Getting better is a kind of fiction – that’s a sentence as easily applicable to writing as to therapy. When you try too hard to get better, you overburden yourself and become undone. But when you actually do it, you realise that the way to get better is to stop worrying about reaching the goal. And, walking with your inadequacies and accepting their sheer nakedness, the embarrassment of being a person that is only excruciating to you and you alone, that’s how I have managed to face down the act of writing.
I used to blow up all my problems into huge mountains. Now I just walk. And sometimes I trip over my feet.
In his book Monogamy (1996), Adam Philipps writes:
“There are fundamentally two kinds of writer, just as there are two kinds of monogamist: the immaculate and the fallible. For the immaculate every sentence must be perfect, every word the inevitable one. For them, getting it right is the point. For the fallible, ‘wrong’ is only the word for people who need to be right. The fallible, that is to say, have the courage of their gaucheness; they are never quite sure what might be a good line; and they have a superstitious confidence that the bad lines somehow sponsor the good ones.”
I like this paragraph for the same reason that I dislike it. The neatly structured types-of-writer dichotomy describe things that are generally true, without telling us much about the specifics of the process: aha yes, that is true, is the invited response. And, if on the off chance you are like me, when you are read it you probably thought, I am both immaculate and fallible!
It seems to me bizarre that anyone would be just one side of this dichotomy. I stagger back and forth between the two, sometimes when writing just one sentence. Here I am writing, imagining that I am not doing it properly. Doubt is part of how we come back to commitment. If we didn’t ever doubt the truth or the beauty of our sentences, how could we ever trust their aspirations?
In a manner that provokes more useful ambivalence than the writing of Philipps ever could, Hannah Black posted a tweet recently that helped me compress some of my own thoughts on the pain of writing and the struggle back to it.

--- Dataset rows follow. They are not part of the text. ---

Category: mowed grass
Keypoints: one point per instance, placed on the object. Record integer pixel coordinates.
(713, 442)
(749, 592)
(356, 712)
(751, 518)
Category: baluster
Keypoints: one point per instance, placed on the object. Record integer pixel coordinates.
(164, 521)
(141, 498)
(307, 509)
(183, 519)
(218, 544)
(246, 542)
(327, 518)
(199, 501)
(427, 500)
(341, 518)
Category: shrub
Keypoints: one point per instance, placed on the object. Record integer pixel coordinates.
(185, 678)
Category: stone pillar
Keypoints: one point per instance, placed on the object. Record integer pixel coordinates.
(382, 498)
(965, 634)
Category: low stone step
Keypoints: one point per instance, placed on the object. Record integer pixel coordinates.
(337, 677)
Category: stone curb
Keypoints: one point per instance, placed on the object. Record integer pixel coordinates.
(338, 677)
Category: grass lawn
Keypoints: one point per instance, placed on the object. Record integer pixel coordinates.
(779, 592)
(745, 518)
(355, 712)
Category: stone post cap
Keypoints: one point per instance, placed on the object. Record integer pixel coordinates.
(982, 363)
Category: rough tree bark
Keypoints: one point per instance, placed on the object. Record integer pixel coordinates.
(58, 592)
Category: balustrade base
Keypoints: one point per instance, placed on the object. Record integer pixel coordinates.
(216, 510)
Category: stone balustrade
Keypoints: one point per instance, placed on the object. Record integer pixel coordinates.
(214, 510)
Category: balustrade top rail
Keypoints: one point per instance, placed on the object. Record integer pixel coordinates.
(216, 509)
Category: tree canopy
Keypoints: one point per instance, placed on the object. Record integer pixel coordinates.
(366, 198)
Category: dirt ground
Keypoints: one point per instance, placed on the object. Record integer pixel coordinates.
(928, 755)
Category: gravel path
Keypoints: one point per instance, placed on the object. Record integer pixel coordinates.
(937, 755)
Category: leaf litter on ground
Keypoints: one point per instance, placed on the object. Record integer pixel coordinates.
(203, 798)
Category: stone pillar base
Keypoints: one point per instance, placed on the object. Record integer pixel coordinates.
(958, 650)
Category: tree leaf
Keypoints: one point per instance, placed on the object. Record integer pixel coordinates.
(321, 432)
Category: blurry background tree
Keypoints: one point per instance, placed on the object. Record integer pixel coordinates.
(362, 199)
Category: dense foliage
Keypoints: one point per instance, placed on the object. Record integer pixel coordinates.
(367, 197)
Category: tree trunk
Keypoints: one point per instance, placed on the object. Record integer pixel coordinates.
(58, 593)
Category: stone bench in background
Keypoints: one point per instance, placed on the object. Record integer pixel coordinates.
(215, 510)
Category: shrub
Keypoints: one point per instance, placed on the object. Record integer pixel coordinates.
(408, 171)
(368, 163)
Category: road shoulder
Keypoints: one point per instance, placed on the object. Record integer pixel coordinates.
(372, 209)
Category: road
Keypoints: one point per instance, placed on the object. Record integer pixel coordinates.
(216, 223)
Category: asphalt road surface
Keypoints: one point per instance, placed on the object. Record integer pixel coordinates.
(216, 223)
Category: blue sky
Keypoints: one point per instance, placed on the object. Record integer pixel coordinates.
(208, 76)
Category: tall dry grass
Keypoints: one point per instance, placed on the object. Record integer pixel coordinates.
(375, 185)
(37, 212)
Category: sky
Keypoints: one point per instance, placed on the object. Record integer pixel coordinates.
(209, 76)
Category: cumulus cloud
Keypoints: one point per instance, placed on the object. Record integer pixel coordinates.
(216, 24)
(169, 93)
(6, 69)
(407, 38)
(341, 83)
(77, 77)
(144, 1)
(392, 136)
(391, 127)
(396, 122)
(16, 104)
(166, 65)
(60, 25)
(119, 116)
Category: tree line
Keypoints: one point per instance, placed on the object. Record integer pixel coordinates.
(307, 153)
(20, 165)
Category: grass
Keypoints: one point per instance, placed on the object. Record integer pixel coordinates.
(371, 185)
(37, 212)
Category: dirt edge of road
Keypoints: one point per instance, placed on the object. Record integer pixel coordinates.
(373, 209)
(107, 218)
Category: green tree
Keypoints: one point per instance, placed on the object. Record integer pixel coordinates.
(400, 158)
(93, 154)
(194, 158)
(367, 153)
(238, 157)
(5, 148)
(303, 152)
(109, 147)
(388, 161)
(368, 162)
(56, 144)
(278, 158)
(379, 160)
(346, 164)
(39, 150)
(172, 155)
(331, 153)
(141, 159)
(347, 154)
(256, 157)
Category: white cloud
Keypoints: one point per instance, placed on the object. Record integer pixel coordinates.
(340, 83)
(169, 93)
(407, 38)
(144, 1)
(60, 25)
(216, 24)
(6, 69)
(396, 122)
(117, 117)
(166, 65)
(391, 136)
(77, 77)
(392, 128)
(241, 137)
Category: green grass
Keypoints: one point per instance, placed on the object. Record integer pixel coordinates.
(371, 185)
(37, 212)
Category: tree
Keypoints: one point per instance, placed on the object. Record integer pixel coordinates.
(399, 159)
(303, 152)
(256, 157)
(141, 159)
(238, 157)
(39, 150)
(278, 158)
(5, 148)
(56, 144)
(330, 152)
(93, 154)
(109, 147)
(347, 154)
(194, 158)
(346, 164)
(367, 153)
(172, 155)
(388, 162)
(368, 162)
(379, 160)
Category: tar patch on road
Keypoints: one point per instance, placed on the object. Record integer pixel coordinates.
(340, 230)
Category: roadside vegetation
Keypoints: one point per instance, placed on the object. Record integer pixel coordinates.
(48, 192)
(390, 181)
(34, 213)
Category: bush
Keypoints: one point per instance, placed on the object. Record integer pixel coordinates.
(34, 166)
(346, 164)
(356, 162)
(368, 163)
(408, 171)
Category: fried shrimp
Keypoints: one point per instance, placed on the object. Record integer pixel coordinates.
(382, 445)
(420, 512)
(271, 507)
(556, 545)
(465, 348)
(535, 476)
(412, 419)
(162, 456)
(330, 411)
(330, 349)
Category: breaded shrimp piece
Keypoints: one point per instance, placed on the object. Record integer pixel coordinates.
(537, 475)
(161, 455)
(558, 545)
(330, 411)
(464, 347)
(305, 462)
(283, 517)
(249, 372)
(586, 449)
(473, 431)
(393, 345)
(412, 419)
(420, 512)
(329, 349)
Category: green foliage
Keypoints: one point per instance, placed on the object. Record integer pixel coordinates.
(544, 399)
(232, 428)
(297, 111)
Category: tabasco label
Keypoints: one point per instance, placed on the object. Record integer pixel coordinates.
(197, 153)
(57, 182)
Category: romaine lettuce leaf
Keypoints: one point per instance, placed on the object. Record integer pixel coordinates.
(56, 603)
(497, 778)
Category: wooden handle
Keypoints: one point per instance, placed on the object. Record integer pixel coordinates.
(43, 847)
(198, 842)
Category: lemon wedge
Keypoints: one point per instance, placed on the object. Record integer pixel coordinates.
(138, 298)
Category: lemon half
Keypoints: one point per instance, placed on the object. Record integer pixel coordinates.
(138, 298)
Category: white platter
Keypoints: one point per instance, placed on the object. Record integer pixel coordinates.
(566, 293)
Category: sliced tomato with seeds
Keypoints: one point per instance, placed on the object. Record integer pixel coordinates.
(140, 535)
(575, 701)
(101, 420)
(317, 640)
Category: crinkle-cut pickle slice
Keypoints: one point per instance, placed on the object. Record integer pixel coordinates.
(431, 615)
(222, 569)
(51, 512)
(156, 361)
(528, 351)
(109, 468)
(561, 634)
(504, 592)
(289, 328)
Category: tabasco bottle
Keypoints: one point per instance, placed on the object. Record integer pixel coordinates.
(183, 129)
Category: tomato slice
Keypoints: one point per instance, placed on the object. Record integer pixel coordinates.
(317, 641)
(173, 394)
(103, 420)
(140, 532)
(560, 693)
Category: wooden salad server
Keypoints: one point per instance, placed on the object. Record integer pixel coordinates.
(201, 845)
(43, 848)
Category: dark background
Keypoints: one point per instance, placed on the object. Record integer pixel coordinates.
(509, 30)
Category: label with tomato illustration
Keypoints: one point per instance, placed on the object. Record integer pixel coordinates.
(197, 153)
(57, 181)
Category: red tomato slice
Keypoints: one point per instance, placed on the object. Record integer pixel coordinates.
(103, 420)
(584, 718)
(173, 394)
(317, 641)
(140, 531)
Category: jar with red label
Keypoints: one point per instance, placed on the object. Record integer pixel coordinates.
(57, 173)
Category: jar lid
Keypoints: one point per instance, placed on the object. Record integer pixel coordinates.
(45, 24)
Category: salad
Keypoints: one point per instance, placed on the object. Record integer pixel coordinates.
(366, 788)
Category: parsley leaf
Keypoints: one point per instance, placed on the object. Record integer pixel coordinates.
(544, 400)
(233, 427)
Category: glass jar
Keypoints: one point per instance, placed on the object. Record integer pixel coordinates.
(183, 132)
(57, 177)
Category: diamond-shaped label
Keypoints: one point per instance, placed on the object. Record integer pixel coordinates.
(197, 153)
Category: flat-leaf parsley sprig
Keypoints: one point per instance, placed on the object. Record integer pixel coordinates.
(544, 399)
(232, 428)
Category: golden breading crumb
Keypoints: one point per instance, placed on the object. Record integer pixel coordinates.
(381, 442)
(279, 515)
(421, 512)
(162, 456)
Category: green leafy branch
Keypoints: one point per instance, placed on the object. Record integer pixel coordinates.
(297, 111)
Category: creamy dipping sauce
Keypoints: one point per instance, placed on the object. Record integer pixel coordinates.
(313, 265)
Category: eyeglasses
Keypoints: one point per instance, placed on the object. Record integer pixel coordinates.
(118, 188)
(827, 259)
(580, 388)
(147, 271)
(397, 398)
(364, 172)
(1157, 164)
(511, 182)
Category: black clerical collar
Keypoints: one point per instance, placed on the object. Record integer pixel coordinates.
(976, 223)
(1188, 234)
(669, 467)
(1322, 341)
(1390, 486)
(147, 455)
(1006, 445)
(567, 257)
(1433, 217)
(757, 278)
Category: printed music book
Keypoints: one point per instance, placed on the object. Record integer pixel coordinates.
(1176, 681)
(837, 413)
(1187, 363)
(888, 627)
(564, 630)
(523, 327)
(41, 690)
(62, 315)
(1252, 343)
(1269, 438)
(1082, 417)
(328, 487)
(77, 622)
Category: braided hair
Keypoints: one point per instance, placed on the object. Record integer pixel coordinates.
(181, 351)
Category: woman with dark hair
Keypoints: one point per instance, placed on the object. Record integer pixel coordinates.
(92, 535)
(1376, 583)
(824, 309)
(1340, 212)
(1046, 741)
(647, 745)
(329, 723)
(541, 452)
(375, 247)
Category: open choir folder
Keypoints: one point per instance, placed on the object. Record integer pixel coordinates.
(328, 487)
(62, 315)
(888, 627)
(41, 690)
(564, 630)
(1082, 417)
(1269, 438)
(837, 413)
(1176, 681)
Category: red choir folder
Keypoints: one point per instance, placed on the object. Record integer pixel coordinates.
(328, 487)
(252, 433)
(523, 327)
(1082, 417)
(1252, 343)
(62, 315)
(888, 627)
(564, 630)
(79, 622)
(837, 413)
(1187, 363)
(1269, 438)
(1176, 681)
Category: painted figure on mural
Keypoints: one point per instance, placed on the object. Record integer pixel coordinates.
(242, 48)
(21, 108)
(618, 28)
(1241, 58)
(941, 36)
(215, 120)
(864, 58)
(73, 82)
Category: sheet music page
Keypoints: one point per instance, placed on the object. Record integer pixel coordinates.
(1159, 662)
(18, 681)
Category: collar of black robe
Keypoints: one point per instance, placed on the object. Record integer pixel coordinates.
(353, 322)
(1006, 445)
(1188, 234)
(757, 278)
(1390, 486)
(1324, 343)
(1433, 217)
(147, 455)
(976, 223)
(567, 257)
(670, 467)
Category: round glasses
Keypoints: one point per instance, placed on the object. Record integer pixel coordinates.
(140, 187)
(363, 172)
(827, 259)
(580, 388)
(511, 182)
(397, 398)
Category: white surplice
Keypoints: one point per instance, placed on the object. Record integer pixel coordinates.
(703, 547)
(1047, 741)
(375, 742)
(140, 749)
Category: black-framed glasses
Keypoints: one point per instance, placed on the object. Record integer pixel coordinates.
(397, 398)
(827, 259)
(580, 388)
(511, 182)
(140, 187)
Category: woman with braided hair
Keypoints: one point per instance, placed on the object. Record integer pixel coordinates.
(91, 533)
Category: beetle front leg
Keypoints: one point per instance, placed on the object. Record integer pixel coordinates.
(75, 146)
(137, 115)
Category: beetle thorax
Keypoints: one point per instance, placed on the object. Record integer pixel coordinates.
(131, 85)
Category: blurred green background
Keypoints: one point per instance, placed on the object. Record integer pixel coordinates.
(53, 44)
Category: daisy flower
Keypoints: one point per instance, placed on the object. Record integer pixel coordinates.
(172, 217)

She writes:
“how do you become the kind of person who thinks their work is important”
How can Hannah Black doubt the importance of their own writing? Then, I can too! The not-put question is useful because it lays bare something true and rarely shared: the sound of your pre-emptive failure screaming between your own ears.
When I first took to writing poetry regularly, there were two tight ropes I was walking along. I could even see them in my head: my writing is the most important thing in the world and it is also the most superfluous and stupid activity. At the risk of further embarrassment, I genuinely believe it’s a dialectic.
And I still have to go through periods of violent disregard that what I do could ever be important to come back out the other side. I constantly have to earn commitment back from my own intense disgust at seriousness.
Because I was influenced into writing poetry by my physical teachers and my peers, people of incredibly talent, I took the stupidity of my efforts as a kind of negative virtue to hold up against perfection. That was the only way I could tolerate my inadequacy. It’s hard to be absolutely serious about superfluity, or silly about seriousness. But, nevertheless, in writing and not writing, walking those two tight ropes is the only way to persevere.